SYSout: root://t3dcachedb03.psi.ch:1094//pnfs/psi.ch/cms/trivcat/store/user/acalandr/VHbb/VHbbPostNano2016/Wlv/sys_v6/

—> check all samples are processed:

./submit.py -T Wlv2016 -J checklogs —resubmit

The weights in 'weightF' (in general.ini) are produced after the SYS step because they come from the modules in general.ini which accounts for the systematics uncertainties.

4 - Running framework - Cacheplot Step

./submit.py -T Wlv2016 -F cacheplot-v2 -J cacheplot -i 

In order to cache one specific sample, add '-S SingleElectron' to command.

—> check all samples are processed:

./submit.py -T Wlv2016 -J checklogs —resubmit

Output of cachestep: tmpSamples = root://t3dcachedb03.psi.ch:1094//pnfs/psi.ch/cms/trivcat/store/user/acalandr/VHbb/VHbbPostNano2016/Wlv/tmp/v3/ [no need to change the output of the cachepot each time as hash module will take care of picking correct samples. Everything depends on the plottingSamples: <!Directories|SYSout!>]

--> Plots can be performed either after the PREP step but some of the weights can be missing because some of the weights are calculated at the SYS step stage (they come from the evaluation of the modules for the systematics uncertainties).

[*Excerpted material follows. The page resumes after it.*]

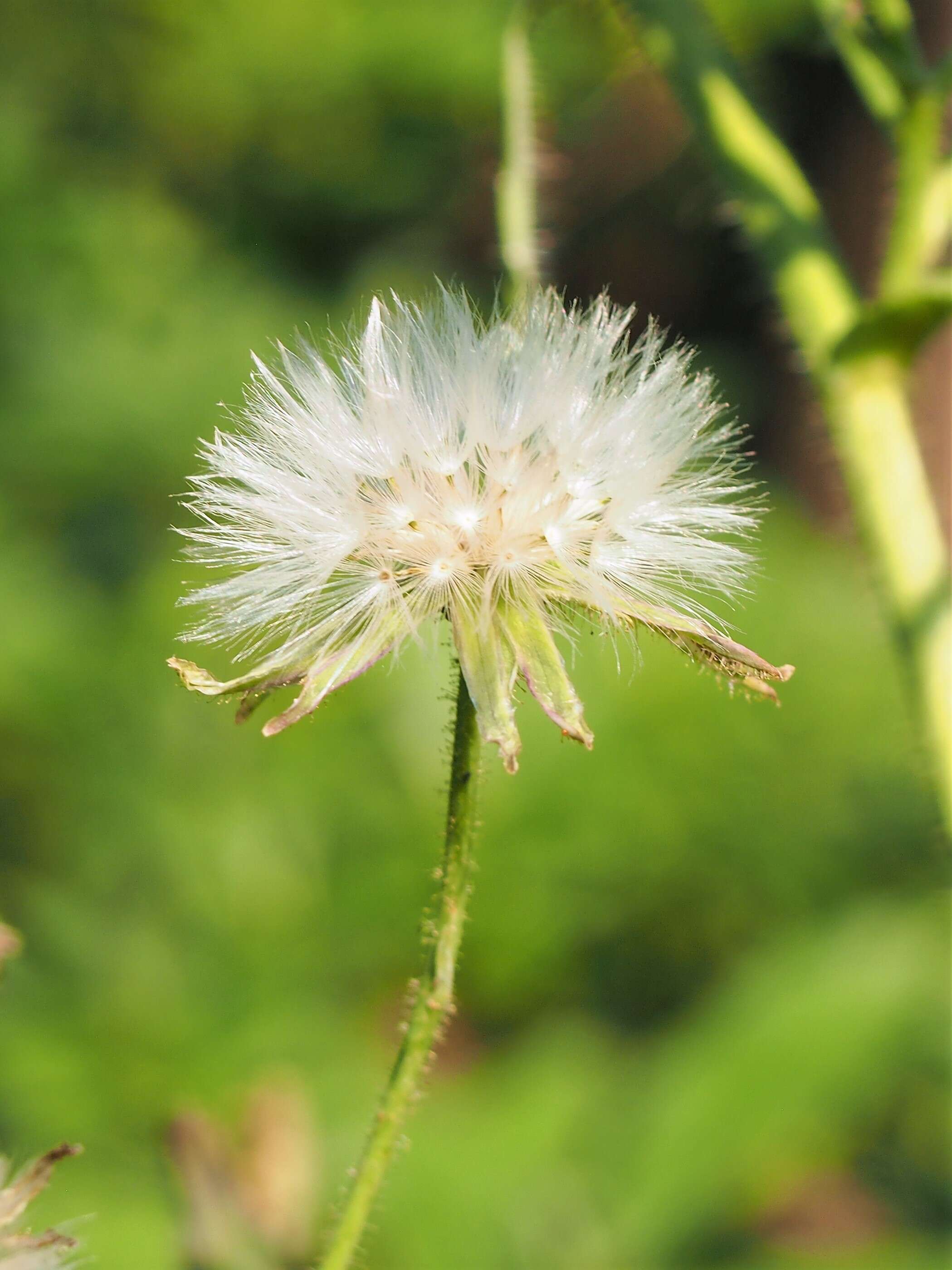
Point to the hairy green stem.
(865, 395)
(516, 183)
(433, 995)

5 - Running framework - Plot Step

change stuff in VHbbPlotDef (new variables) and add stuff in plot.ini

NB: Cut_BOOST = (<!General|Boost_doubleb!> && <!General|DphiMET_Lep!> < 2 && <!General|NaddLep!> == 0 && V_pt > 250) in cuts.ini —> if I use Boost_doubleb it doesn’t complain because of the btag_jetidx being wrong in the case it doesn’t find one fat jet. For the prep step, I had <!General|Boost_doubleb!> which was more inclusive.

Additional line in plots.ini to define which variable to plot:

var_additionalBTAGALGOS: DeepAK8_bbVSlight,DeepAK8_bbVST 
The variable definition for the plots is in vhbbPlotDef.ini.

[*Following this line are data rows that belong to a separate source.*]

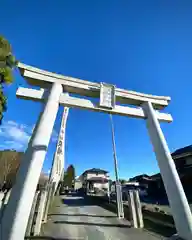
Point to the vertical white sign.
(107, 95)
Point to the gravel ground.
(74, 217)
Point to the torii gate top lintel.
(38, 77)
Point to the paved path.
(74, 217)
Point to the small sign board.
(107, 95)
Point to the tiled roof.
(187, 149)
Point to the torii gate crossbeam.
(16, 214)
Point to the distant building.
(95, 178)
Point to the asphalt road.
(74, 217)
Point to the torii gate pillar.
(17, 212)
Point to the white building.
(95, 178)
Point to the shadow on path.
(48, 238)
(83, 215)
(92, 224)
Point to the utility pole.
(120, 210)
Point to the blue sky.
(144, 46)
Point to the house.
(183, 162)
(95, 178)
(78, 183)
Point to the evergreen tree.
(7, 63)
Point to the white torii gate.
(17, 212)
(57, 169)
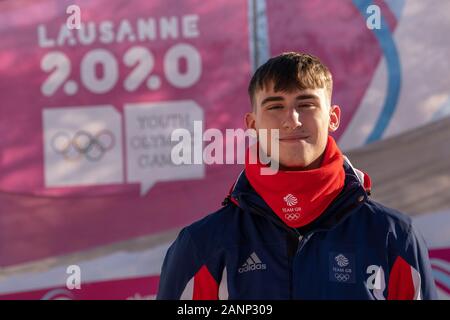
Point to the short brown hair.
(289, 71)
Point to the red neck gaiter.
(299, 197)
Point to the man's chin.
(291, 164)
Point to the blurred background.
(86, 116)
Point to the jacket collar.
(355, 192)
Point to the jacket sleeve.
(184, 276)
(411, 276)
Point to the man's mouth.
(293, 138)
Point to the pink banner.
(335, 31)
(124, 289)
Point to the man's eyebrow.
(304, 96)
(272, 99)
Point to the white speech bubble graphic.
(148, 141)
(82, 146)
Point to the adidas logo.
(253, 263)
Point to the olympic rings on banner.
(83, 143)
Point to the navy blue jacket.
(357, 249)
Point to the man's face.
(304, 119)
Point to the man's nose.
(292, 120)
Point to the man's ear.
(335, 118)
(250, 120)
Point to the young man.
(308, 232)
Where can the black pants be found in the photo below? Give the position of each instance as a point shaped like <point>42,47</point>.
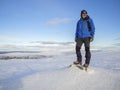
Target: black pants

6 - Running framework - BDT Training Step

** In plots.ini:

trainingBKG = <!Plot_general|WJet!>,<!Plot_general|DY!>,<!Plot_general|ST!>,<!Plot_general|TT!>,<!Plot_general|VV!>

trainingSig = <!Plot_general|allSIG!>

where allSig in trainingSig is 'WminusH','WplusH','ZH','ggZH' and trainingBkg has all the backgrounds *except* QCD (because it's spiky).


**Variables used for training:

Nominal: FatJet_msoftdrop_nom FatJet_pt_nom MET_Pt V_mt SA5 FatJet_pt[Hbb_fjidx]/V_pt abs(FatJet_eta[Hbb_fjidx]-V_eta) FatJet_deepTagMD_bbvsLight[Hbb_fjidx] 1/(1+(FatJet_deepTagMD_TvsQCD[Hbb_fjidx]/FatJet_deepTagMD_HbbvsQCD[Hbb_fjidx])*(1-FatJet_deepTagMD_HbbvsQCD[Hbb_fjidx])/(1-FatJet_deepTagMD_TvsQCD[Hbb_fjidx]))


** In training.ini:

- systematics = nominal

./submit.py -T LxplusZll -F cachetraining-v1 -J cachetraining [cachetraining step] (./submit.py -T Wlv2016 -J checklogs - - resubmit to repeat for killed jobs)

./submit.py -T LxplusZll -F runtraining-v1 -J runtraining [training step]

6B - Running framework - BDT Training Step [adding systematics]

Using /t3home/acalandr/VHbb/boosted_2016/CMSSW_10_1_0/src/Xbb/python/MakeSysList.py, I get the list of UP/DOWN variations for the systematics uncertainties on the BDT inputs to be added in training.ini

7 - Running framework - BDT Evaluation Step

./submit.py -T LxplusZll -F eval-v1 -J eval

If there are failed jobs, launch:

./submit.py -T LxplusZll -F eval-v1-reprocess-failed-jobs -J eval -k -N 1

8 - Running framework - Datacards

1) cache the dactacards: ./submit.py -T LxplusZll -F cachedc-v1 -J cachedc --parallel=8 ('./submit.py -T LxplusZll -F cachedc-v1 -J cachedc --parallel=8 -k' to resubmit the failed jobs). The output of this step goes to the /tmp directroy (similarly as for the cacheplot step)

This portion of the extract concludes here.